Long way to go but I think that’s better for us.
I normally like your stuff, Mike, but I find this unnecessarily churlish. I love our club, but sometimes our sense of entitlement embarrasses me. It’s the only thing that pisses me off about our fans. Only at LFC can a player who joins at 8 and leaves when he (as near as dammit) retires be accused of disloyalty. And yes, you didn’t use the word, although you did everything but. “Treachery”?
And why would you think it “absurd” that someone like Gerrard – who you concede was perennially wracked by self-doubt – would imagine the club may not want him in the summer of 2005? We had a new manager who clearly had different ideas to Gerrard about where he should be played, Alonso was now in situ and the club had yet to cough up a contract. If during such a period Gerrard hadn’t contemplated the possibility that his aspirations may be better met by the cash-rich London club that were the new champions of England, led by their all-conquering, enigmatic new coach, then he’d have been insane. He’s not insane so he did, but what matters is not that he flirted with the idea, but that he eventually ditched it. If the worst he can be accused of in 17 years at the club is thought-crime, I think he’s done okay.
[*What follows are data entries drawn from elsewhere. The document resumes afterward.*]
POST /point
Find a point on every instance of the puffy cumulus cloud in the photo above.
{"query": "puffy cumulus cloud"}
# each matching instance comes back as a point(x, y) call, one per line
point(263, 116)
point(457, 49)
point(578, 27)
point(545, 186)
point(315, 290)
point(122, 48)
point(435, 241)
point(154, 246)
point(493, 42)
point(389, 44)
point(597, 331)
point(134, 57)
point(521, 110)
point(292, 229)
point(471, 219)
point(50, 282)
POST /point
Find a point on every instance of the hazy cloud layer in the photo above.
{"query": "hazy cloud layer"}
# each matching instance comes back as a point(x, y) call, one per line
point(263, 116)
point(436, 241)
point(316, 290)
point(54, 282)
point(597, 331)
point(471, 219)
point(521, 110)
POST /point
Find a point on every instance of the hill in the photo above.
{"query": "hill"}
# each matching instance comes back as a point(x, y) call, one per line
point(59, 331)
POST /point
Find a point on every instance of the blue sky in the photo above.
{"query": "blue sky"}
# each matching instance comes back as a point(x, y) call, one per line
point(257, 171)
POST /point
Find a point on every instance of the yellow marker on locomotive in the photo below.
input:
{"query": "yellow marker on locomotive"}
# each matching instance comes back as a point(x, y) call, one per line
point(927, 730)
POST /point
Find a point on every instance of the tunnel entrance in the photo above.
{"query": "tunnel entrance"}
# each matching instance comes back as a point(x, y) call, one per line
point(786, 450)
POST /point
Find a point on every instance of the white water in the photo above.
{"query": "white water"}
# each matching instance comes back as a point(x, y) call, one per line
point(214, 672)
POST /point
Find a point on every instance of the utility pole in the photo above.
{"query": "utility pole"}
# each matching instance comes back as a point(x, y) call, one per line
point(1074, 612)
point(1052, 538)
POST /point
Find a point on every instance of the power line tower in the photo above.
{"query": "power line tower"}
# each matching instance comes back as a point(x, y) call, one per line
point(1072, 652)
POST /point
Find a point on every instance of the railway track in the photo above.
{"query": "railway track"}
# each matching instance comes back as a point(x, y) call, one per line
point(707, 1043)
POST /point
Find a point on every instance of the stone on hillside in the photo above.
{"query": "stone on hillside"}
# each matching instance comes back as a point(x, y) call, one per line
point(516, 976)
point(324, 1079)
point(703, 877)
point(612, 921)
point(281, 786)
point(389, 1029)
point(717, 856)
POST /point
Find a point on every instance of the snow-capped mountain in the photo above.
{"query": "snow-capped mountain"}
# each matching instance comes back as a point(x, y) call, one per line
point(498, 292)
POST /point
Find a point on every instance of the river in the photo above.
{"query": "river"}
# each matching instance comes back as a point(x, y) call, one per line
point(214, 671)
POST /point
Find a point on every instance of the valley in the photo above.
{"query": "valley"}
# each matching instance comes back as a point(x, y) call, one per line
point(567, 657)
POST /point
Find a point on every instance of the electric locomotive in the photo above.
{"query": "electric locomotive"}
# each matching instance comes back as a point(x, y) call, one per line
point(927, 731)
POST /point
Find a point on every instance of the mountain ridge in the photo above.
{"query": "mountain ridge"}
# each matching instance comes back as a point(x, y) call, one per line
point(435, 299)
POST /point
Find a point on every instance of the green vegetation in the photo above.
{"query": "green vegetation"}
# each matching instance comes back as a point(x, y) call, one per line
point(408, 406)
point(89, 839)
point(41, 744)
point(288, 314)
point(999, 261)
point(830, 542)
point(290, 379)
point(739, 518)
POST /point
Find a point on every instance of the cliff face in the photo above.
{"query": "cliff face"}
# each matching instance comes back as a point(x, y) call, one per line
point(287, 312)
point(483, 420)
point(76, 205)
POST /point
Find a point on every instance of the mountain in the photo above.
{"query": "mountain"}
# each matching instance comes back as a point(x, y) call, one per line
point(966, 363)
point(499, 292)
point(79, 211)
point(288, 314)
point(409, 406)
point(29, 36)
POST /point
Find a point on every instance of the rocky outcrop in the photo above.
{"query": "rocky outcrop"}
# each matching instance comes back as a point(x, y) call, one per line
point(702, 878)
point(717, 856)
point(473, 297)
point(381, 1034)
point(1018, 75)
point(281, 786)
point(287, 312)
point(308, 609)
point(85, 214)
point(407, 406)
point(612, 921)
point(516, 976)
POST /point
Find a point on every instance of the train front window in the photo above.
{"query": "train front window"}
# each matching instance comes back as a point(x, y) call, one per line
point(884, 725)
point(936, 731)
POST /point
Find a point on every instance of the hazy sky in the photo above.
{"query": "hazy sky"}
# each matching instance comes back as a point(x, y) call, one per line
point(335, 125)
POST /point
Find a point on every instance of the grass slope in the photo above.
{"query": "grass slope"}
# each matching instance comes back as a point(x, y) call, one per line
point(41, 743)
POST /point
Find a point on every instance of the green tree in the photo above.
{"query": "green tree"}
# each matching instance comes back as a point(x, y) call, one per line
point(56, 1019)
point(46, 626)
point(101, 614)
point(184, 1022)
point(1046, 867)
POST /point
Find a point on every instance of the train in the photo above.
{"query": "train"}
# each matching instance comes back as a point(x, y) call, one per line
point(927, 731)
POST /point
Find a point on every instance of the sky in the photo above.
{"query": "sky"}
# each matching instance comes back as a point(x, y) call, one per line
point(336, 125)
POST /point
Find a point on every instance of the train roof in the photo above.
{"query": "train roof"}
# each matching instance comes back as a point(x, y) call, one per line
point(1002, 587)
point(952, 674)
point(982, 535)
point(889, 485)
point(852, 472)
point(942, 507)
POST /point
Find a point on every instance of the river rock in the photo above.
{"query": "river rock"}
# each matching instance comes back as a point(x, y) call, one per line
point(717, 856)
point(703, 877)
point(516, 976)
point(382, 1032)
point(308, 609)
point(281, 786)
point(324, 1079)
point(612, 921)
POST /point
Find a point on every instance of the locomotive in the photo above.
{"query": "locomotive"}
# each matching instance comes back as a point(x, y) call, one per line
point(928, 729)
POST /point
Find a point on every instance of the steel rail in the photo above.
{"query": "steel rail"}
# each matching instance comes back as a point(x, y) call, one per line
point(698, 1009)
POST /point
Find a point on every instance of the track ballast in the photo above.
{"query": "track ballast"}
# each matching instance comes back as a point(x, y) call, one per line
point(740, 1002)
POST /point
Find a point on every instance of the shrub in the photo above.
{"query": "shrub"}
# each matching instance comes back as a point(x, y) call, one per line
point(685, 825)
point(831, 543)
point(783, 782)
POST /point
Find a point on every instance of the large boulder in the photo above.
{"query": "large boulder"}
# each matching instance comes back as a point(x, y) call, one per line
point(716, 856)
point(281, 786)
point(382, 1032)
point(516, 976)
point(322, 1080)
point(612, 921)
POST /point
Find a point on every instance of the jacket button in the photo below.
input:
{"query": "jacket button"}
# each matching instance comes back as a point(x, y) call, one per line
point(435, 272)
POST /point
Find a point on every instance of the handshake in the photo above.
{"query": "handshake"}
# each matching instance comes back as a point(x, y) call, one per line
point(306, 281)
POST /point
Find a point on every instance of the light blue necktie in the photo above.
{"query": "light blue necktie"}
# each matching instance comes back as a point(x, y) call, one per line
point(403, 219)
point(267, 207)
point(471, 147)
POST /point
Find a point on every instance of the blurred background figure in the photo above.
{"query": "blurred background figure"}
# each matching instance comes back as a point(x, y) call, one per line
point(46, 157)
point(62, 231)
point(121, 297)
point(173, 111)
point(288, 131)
As much as I love Rafa – some of his substitutions in the 09/10 season were batshit crazy. If you’re telling me you weren’t watching those games aghast at some of the changes made by Rafa (and the time he made them) you were in a very small minority from what I can recall.
Wanting to play in your favoured position for the full 90 is the minimum I expect from a professional footballer. To criticize Gerrard for not appreciating the fact his wishes were not always accommodated is not realistic. He was/is better than his team-mates, but he’s as human as the rest of them. The test is not whether he grinned like a demented cat when he was deployed out right or rotated, but rather whether he continued to spill his guts in the cause when this happened? Given his most prolific seasons (06, 08 and 09) came when he was playing everywhere but CM, we know the answer to that question is “yes”.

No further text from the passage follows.